Egypt and Sudan continue to argue over the Nile
CAIRO // Despite a lack of agreement from Egypt and Sudan, seven of the nine countries that share the Nile River basin will proceed with plans to create a permanent negotiating body for determining the equitable use of the world’s longest river, African water ministers have said.
Water and irrigation ministers from seven up-river African nations said they hope to finalise negotiations on the Co-operative Framework Agreement next month, with or without agreement from down-river nations Egypt and Sudan.
The plans follow failed negotiations last week in Sharm El-Sheikh, Egypt, between the nine countries of the Nile Basin Initiative (NBI), a World Bank-funded programme that seeks to establish a diplomatic protocol for evaluating the fair use of the river for agricultural and energy projects.
The impasse between up-river and down-river countries has led to more than a decade of delays in forming the framework agreement, which supporters say could become an example of international co-operation for the fair use of water resources in the impoverished and conflict-prone region of north-eastern Africa.
A spokesman for the Ethiopian government accused Egypt on Tuesday of “delaying” negotiations, according to the Bloomberg news agency.
But Egypt, which is where the river flows into the Mediterranean, and Sudan say such an agreement could threaten their “historical rights” to secure sources of water. Their position downstream renders them particularly vulnerable to changes in water availability caused by up-river development projects, they said.
Egyptian water officials said if up-river nations exclude them from the agreement, it could spell the end of negotiations on equitable water-sharing for the entire river basin.
“Egypt’s share of the Nile’s water is a historic right that Egypt has defended throughout its history,” said Mohammed Allam, Egypt’s minister of water resources and irrigation, to a parliamentary session on Monday, according to Agence France-Presse. “If the Nile basin countries unilaterally signed the agreement it would be considered the announcement of the Nile Basin Initiative’s death.”

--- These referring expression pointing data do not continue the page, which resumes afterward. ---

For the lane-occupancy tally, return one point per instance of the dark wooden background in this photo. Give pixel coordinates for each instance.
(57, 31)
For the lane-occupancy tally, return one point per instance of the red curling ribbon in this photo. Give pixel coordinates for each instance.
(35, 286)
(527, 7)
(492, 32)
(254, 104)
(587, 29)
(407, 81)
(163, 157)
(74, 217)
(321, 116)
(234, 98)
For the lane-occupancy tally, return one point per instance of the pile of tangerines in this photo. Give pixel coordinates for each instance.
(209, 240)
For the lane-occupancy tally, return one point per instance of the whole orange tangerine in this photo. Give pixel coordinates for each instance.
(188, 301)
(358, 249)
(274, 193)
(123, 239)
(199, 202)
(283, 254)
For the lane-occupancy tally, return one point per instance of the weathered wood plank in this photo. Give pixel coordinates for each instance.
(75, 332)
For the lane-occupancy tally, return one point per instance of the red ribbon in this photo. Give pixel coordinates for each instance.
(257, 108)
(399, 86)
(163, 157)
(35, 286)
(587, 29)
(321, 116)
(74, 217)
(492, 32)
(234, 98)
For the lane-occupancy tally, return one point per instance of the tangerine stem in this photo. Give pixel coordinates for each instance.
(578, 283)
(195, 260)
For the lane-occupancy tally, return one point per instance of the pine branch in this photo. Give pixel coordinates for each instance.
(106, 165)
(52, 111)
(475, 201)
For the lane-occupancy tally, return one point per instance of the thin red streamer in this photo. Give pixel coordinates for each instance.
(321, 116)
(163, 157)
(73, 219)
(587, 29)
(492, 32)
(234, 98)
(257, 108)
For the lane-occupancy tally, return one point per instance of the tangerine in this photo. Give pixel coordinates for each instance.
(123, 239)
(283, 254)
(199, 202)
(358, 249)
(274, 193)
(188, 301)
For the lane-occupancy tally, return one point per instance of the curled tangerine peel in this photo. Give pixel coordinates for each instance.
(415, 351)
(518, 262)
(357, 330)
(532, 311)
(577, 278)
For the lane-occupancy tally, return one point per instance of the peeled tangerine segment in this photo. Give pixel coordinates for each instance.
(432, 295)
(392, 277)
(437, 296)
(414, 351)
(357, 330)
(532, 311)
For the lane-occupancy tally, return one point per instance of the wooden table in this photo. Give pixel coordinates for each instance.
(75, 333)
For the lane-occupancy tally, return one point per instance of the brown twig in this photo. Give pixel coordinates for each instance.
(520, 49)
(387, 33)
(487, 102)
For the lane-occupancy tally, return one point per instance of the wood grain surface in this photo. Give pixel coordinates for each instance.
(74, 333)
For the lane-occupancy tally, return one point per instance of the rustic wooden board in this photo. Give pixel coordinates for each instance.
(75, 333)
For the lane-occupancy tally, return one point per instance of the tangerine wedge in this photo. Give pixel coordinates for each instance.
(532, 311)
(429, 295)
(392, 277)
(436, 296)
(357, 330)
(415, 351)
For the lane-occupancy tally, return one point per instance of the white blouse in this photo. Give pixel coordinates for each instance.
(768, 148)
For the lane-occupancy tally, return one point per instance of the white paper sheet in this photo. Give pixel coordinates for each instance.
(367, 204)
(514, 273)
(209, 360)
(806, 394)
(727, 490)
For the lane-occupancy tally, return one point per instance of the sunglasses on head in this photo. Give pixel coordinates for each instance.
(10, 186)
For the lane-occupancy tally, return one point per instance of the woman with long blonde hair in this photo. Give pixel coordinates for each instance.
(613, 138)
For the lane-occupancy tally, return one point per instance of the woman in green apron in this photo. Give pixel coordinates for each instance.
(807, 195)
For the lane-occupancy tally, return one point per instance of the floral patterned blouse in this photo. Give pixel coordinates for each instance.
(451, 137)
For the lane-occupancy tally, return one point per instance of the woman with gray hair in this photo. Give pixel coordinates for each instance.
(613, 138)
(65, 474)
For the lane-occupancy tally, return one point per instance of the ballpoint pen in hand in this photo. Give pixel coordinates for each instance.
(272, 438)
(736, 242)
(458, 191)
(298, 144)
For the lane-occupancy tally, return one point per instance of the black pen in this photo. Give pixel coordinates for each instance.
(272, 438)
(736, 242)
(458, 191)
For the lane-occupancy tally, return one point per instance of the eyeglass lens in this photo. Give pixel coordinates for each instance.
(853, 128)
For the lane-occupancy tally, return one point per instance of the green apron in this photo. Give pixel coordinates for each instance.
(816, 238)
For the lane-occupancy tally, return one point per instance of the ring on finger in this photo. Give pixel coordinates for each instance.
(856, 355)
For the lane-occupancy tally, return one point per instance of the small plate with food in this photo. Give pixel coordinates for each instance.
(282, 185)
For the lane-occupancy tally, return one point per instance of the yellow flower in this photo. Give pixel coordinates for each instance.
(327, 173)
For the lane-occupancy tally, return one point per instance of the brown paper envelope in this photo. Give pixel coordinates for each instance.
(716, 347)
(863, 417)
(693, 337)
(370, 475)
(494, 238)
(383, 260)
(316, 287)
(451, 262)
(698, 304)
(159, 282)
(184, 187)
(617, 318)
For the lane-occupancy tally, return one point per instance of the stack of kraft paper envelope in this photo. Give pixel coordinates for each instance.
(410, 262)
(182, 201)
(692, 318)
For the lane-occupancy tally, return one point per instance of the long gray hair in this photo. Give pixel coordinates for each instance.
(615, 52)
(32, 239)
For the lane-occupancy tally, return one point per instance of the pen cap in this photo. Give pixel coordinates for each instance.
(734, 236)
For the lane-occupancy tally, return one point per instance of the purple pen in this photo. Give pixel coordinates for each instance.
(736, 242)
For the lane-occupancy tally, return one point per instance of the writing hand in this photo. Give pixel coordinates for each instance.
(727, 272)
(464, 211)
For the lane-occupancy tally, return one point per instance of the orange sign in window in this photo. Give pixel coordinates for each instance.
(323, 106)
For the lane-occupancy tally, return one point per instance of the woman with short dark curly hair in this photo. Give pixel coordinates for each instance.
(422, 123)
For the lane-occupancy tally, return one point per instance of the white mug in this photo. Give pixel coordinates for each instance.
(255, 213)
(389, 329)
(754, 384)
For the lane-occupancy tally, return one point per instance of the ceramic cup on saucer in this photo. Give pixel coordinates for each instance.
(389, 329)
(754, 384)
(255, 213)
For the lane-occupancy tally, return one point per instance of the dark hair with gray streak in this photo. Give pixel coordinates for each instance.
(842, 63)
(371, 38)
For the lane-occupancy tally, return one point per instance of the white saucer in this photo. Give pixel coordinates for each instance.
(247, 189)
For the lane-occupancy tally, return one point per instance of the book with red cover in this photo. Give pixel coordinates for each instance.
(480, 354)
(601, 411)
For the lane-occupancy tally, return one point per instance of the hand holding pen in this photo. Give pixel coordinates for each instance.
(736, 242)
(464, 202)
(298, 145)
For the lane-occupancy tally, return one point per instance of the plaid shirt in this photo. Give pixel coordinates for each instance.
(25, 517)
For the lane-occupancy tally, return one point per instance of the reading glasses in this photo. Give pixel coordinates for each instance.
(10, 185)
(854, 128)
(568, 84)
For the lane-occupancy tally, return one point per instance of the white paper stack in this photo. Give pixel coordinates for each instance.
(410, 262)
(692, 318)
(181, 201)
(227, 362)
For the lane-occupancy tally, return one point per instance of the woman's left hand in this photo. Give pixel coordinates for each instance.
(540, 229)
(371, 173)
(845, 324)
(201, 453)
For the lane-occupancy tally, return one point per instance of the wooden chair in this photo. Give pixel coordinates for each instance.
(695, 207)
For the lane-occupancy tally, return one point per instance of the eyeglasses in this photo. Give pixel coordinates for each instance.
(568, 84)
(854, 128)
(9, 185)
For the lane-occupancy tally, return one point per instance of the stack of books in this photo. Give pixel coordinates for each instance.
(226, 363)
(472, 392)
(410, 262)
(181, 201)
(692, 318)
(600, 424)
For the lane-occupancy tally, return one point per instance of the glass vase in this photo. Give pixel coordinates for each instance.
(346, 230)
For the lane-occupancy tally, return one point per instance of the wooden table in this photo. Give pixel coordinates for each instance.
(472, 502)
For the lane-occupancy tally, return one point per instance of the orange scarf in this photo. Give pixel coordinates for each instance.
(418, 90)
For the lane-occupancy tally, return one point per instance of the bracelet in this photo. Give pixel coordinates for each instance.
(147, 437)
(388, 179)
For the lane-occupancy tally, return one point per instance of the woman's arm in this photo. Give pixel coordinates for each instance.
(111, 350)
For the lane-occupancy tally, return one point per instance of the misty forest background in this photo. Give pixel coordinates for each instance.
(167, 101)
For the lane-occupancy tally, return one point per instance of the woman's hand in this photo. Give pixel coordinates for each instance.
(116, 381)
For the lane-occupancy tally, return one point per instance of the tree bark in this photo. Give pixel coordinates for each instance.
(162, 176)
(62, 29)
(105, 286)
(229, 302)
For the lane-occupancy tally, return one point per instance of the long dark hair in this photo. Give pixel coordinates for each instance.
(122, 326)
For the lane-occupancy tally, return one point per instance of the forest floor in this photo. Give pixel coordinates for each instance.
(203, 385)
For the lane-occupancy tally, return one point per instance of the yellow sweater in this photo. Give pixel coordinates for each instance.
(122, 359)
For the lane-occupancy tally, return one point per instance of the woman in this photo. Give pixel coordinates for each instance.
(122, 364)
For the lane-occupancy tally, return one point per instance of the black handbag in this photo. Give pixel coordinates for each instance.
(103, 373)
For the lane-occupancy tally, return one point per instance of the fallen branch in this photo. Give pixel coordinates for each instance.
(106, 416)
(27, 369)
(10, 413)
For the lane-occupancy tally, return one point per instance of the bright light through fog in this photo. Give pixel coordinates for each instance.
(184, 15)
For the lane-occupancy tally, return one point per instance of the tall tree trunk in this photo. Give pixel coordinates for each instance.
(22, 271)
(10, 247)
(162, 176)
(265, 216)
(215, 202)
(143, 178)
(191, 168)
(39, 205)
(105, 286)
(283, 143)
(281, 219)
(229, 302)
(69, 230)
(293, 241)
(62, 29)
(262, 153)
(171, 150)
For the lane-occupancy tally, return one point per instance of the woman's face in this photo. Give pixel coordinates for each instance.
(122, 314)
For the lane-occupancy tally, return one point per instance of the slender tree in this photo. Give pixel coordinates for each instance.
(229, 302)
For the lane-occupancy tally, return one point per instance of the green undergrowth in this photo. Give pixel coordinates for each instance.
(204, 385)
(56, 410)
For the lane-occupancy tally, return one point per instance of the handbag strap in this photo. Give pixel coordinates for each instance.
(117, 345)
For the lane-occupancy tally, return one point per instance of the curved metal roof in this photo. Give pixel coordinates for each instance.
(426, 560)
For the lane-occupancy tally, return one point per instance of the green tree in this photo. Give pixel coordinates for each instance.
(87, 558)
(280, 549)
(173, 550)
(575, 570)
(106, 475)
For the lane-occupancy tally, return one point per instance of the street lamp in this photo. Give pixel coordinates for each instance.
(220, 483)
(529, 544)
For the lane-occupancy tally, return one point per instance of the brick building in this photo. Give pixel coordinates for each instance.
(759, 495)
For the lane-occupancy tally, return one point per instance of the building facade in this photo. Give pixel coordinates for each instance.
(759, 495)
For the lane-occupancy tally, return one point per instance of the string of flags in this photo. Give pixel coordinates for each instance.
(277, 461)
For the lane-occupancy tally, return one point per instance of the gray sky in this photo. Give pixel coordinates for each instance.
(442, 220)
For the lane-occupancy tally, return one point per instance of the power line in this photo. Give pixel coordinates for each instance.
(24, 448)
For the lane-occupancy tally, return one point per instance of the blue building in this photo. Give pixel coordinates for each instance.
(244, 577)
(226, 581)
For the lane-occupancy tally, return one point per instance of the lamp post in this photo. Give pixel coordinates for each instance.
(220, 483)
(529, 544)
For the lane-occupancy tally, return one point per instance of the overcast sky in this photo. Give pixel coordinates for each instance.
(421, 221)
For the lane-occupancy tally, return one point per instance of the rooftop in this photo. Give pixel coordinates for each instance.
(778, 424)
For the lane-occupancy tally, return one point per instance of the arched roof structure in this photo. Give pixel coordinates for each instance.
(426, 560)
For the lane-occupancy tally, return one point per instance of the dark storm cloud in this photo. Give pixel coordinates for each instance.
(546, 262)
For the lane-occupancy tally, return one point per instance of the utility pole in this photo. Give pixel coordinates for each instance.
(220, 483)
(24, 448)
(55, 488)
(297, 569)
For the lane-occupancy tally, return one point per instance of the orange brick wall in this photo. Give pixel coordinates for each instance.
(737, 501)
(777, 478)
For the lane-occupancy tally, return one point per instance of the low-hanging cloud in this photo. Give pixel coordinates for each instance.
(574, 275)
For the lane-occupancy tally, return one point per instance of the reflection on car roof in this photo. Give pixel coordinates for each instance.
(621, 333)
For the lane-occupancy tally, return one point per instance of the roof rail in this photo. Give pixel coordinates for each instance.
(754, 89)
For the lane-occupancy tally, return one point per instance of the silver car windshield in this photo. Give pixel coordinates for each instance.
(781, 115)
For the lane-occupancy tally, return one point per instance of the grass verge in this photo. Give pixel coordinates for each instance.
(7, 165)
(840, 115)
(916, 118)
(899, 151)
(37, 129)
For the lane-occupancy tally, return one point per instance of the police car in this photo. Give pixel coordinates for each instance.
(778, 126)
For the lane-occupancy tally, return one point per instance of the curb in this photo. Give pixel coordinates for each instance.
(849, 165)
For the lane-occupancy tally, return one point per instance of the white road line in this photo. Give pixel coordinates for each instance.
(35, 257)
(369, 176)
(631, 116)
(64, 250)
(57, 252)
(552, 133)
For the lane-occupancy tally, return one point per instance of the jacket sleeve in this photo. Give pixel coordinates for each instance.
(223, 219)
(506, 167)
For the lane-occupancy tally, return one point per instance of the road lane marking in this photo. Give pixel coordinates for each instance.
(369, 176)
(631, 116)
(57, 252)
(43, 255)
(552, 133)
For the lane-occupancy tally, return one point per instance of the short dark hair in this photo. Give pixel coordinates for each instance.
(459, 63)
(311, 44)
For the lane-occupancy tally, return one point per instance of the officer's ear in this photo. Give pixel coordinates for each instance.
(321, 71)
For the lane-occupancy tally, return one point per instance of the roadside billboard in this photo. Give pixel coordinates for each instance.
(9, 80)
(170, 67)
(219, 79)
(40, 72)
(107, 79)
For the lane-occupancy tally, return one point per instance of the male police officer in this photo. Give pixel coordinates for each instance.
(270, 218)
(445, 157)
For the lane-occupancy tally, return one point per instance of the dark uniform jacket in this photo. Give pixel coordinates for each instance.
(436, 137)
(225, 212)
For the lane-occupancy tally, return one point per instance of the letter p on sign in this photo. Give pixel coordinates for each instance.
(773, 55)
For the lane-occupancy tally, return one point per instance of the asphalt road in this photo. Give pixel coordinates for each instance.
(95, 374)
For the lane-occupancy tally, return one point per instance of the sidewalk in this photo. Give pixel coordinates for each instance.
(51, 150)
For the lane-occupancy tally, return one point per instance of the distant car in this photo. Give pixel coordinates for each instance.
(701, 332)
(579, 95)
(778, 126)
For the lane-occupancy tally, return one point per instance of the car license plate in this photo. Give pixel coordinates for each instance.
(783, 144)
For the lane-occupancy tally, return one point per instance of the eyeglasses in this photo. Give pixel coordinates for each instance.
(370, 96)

Egypt and Sudan’s historical claims to the Nile’s water stem from two past treaties that did not include signatures from the other Nile basin states. The latest treaty, which was signed between Egypt and Sudan in 1959, gave the Egyptian government rights over 55.5 billion cubic metres of water annually out of the 84 billion cubic metres that reach Egypt’s High Aswan Dam each year.
Although all of the countries have agreed on most of the terms of the framework, Egypt and Sudan have insisted that the agreement should include guarantees of the “historical rights” to which upper riparian states were never a party.
“We are not party to that agreement and we don’t recognise it,” said Teferra Beyene, the head of trans-boundary river affairs for Ethiopia’s ministry of water resources, of the 1959 treaty between Egypt and Sudan. “We don’t know of such a thing called historical rights. After all this is going to be a new covenant, a new agreement among the riparian countries.”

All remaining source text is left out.